Published Date: May 26, 2014

NimbusMeet Nimbus the Pitbull. Nibus’s owner asked me for help with a few bad habits they had been unable to stop; getting over excited, occasional not listening, snatching food from the families toddler and getting over animated when guests arrived for a visit.

Because I knew of the guests arriving issue, I entered the home projecting a confident authority through my body language; keeping him in front of me, standing tall, keeping an eye on him without making eye contact and smaller slower movements.

Nimbus was clearly excited to see me, but the energy level wasn’t what I would call out of control. His owners told me that this was a somewhat subdued greeting for him so I suggested they have their guests incorporate some of my tactics. By ignoring the dog in terms of trying to interact with him (no petting, no talking to him, avoiding eye contact or looking at him, etc), keeping their energy level low, and not allowing the dog to circle behind them, they will be able to help condition Nimbus to greet people in a similar way.

While Nimbus’s energy was a little high, it wasn’t out of control, likely due to my body language and positioning. But since that wasn’t the case with all guests, I suggested that his owners move Nimbus down a hallway a bit and asking him to stay there when they answered the door.

To demonstrate how to practice this exercise, I had one of his owners go outside and wait a moment before knocking on the door and playing the part of a arriving guest. I told him to knock and ring the door bell as many times as possible to create as much energy and excitement as possible.

We returned to the living room and sat down to facilitate as normal a setting as possible before the door bell started to ring. Once it did, Nimbus barked excitedly and started bounding around the room and looping closer to the door.

I stood up, walked slowly over to the door and inserted myself between the dog and the door. While facing Nimbus I walked towards him, reverse herding him away from the door. Each time he tried to go around me, I stepped to the side to cut him off while still moving forward which increased the distance between the dog and the door.

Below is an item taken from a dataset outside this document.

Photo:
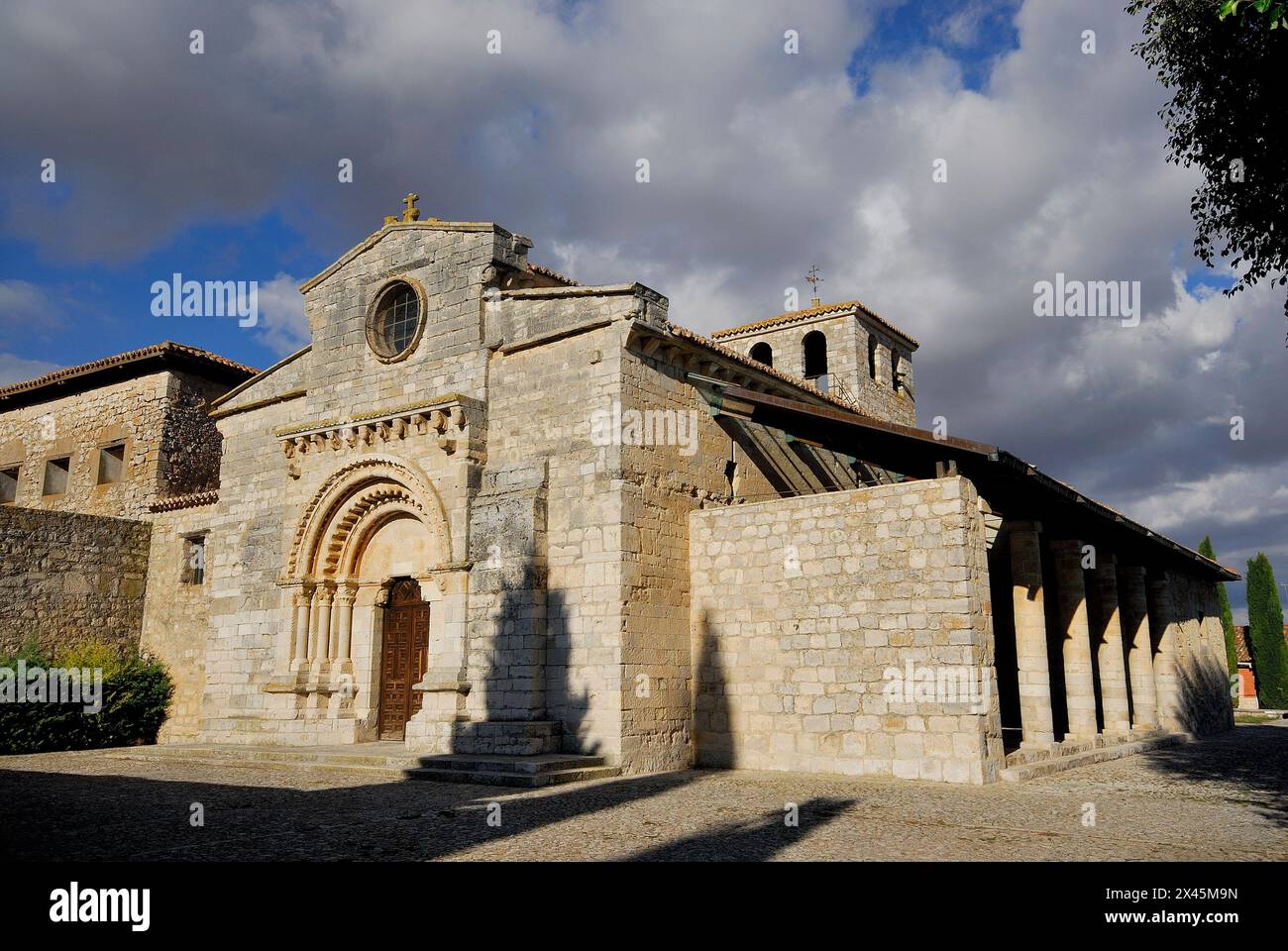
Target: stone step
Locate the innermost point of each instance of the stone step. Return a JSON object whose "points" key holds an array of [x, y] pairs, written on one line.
{"points": [[273, 754], [542, 770], [540, 763], [526, 780], [384, 772], [1054, 765]]}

Once we got to the hallway, I reverse herded him halfway down it then told him to sit. While I was doing this his owner was banging on the door and ringing the bell which made it very difficult for Nimbus. That is the purpose of practicing the exercises this way. I want to make it as difficult as possible when practicing this to help condition the dog to stop reacting to and running towards the door.

By the time I got Nimbus to sit down int he hallway, the barking had almost completely stopped and his energy level was much calmer. I suggested that they practice this exercise a few times a day through the holiday weekend to help Nimbus change his door greeting behavior.

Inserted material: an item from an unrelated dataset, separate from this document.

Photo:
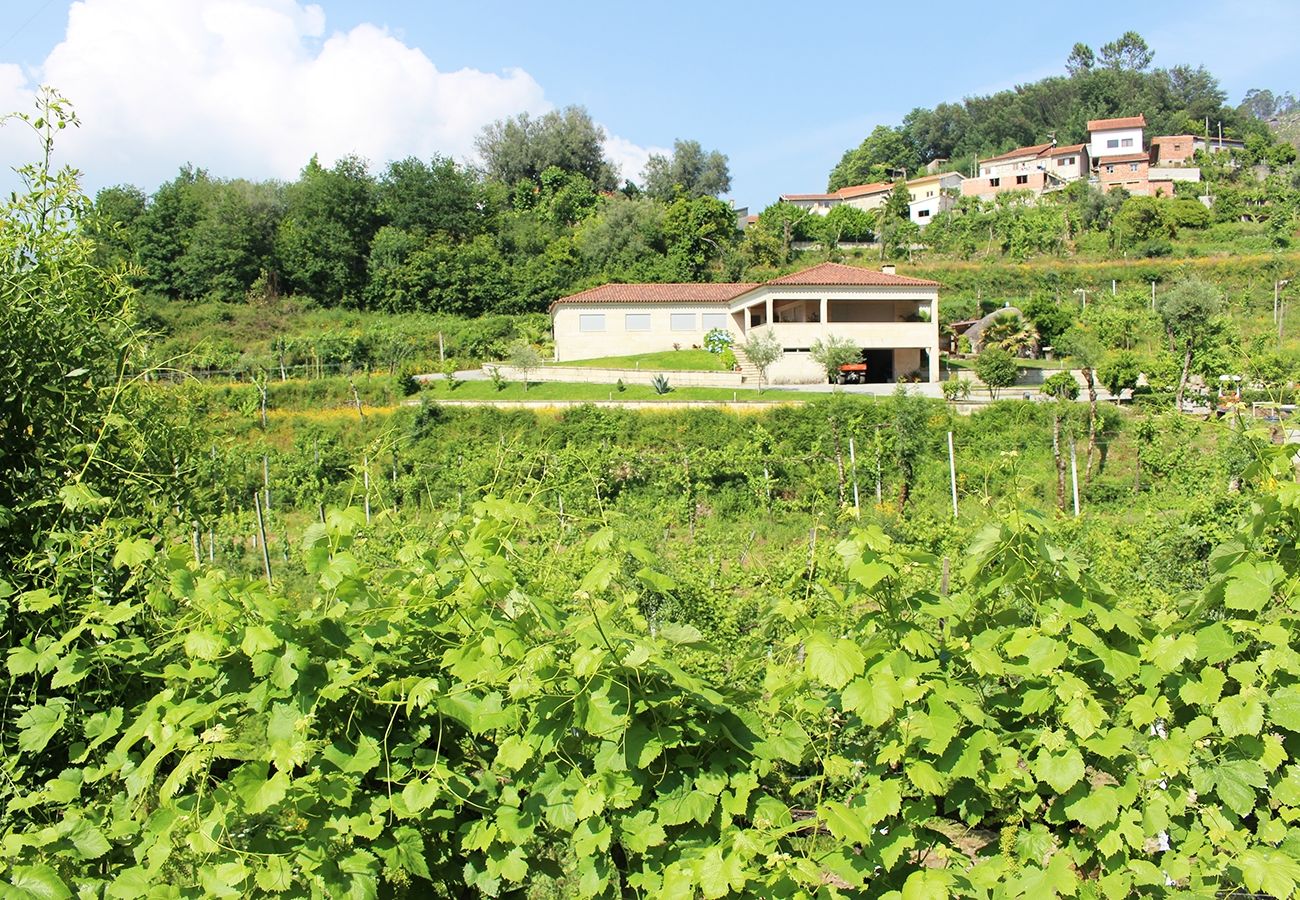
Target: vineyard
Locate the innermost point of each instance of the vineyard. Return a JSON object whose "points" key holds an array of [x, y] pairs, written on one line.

Because he responded so well and so quickly, I surmise that Nimbus’s days of charging and getting excited when the door bell rings will quickly become a thing of the past.

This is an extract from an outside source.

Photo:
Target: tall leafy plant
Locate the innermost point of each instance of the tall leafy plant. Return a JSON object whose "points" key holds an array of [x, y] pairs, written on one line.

Because the family has a toddler and Nimbus was prone to food-snatching, I offered some advise on how to establish boundaries and rules. Each time that Nimbus got too close to the toddler, I made a sound to disagree with his proximity. Nimbus responded extremely well to the sound, even when he was walking over to investigate some food the child threw on the floor.

By consistently making this sound whenever Nimbus gets within 5 feet of anyone with food, we can communicate that we expect him to keep a respectable distance from anyone who is eating This distance will help Nimbus resist the urge to react to the movement of dropped food.

By the end of the session, Nimbus was pooped. The family’s cats (who normally avoid coming into any room Nimbus was in) even joined us. When one of his owners said he had never seen the cat so close to the dog without Nimbus reacting, I knew it was a result of engaging new communication methods along with establishing the new rules and boundaries. After a few weeks of practicing these things, Nimbus will leaner to relax and behave better all the time.